In this article, I’d like to describe how NVRAM, Cache and system memory works in ONTAP systems.
System memory for any AFF/FAS (and other OEM vendors running ONTAP) consists out of two types of memory: ordinary (volatile) memory and non-volatile memory (that’s why we use “NV” prefix) connected to a battery on the controller. Some systems are using NVRAM and others instead using NVMEM, they both used for the same purpose, the only difference is that NVMEM is installed on the memory bus, while NVRAM is a small board with memory installed on it and that board connected to PCIe bus. Both, either NVRAM or NVMEM used by ONATP to store NVLOGs. Ordinary memory used for system needs and mostly as Memory Buffer (MBUF) in another words cache.

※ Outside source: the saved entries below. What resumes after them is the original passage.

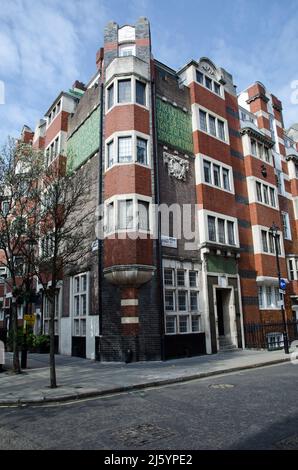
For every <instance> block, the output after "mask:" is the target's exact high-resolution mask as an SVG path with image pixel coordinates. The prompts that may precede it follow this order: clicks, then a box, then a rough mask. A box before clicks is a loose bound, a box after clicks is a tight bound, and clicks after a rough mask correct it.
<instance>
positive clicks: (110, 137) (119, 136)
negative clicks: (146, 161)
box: [105, 131, 151, 172]
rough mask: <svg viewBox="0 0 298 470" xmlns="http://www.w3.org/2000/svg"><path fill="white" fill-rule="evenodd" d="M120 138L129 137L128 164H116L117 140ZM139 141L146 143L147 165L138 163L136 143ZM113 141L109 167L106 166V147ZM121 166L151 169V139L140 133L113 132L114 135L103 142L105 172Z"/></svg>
mask: <svg viewBox="0 0 298 470" xmlns="http://www.w3.org/2000/svg"><path fill="white" fill-rule="evenodd" d="M121 137H131V139H132V141H131V145H132V159H131V161H129V162H118V147H119V145H118V143H119V138H121ZM138 138H139V139H143V140H146V142H147V163H140V162H138V155H137V141H138ZM112 141H114V145H113V152H114V155H113V162H114V163H113V164H112V165H111V166H108V164H109V161H108V146H109V144H110V143H111V142H112ZM121 165H140V166H142V167H144V168H151V138H150V136H149V135H147V134H143V133H142V132H138V131H128V132H125V131H121V132H115V133H114V134H112V135H110V136H109V138H108V139H107V140H106V142H105V172H108V171H110V170H111V169H112V168H114V167H115V166H121Z"/></svg>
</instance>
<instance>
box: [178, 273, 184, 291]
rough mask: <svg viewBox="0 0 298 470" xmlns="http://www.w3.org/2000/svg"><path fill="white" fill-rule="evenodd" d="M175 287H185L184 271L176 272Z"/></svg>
mask: <svg viewBox="0 0 298 470" xmlns="http://www.w3.org/2000/svg"><path fill="white" fill-rule="evenodd" d="M177 286H180V287H181V286H182V287H184V286H185V271H184V269H178V270H177Z"/></svg>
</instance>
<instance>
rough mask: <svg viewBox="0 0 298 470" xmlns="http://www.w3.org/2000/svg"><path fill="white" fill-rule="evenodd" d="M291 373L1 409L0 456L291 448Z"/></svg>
mask: <svg viewBox="0 0 298 470" xmlns="http://www.w3.org/2000/svg"><path fill="white" fill-rule="evenodd" d="M297 390H298V366H297V365H296V366H294V365H292V364H284V365H279V366H271V367H265V368H262V369H257V370H250V371H243V372H240V373H235V374H228V375H224V376H220V377H213V378H210V379H201V380H197V381H194V382H189V383H183V384H179V385H178V384H177V385H171V386H165V387H161V388H158V389H147V390H144V391H139V392H133V393H128V394H121V395H114V396H111V397H106V398H100V399H92V400H86V401H82V402H76V403H71V404H60V405H51V406H43V407H23V408H0V449H2V450H3V449H11V450H15V449H86V450H87V449H105V450H121V449H123V450H138V449H146V450H159V449H169V450H172V449H185V450H186V449H188V450H190V449H191V450H196V449H212V450H214V449H298V429H297V422H298V403H297Z"/></svg>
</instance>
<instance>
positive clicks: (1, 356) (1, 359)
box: [0, 341, 5, 373]
mask: <svg viewBox="0 0 298 470" xmlns="http://www.w3.org/2000/svg"><path fill="white" fill-rule="evenodd" d="M4 364H5V346H4V343H3V341H0V373H1V372H3V366H4Z"/></svg>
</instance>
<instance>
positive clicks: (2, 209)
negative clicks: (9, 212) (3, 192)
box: [1, 201, 10, 217]
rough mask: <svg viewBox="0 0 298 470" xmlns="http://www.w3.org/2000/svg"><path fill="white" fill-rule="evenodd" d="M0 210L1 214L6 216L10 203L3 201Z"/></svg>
mask: <svg viewBox="0 0 298 470" xmlns="http://www.w3.org/2000/svg"><path fill="white" fill-rule="evenodd" d="M1 210H2V214H3V216H4V217H6V216H7V214H8V213H9V210H10V204H9V202H8V201H3V202H2V204H1Z"/></svg>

Data de-staging in normally functioning storage system is happening from the MBUF but not from NVRAM/NVMEM. However, the trigger for data de-staging might be the fact of NVRAM/NVMEM been half-full or others. See CP triggers section below.
NVRAM/NVMEM & NVLOGs
Data from hosts always placed to the MBUF first. Then from MBUF with Direct Memory Access (DMA) request data copied to NVMEM/NVRAM, as the host sent them, in unchanged form of logs just like a DB log or similar to a journaling file system. DMA does not consume CPU cycles. That’s why NetApp says this system has Hardware Journaling file system. As soon data been acknowledged to be in NVRAM/NVMEM, the system sends data receiving an acknowledgment to the host. After Consistency Point (CP) occurred, data from MBUF are de-staged to the disks, and the system clears NVRAM/NVMEM without using NVLOGs at all in a normally functioning system. NVLOGs used only in special events or configurations. So, ONTAP does not use NVLOGs in normally functioning High Availability (HA) system it erases logs each time CP occur and then writes new NVLOGs. For instance, ONTAP will use NVLOGs to restore data “how they were” back to MBUF, in case of an unexpected reboot.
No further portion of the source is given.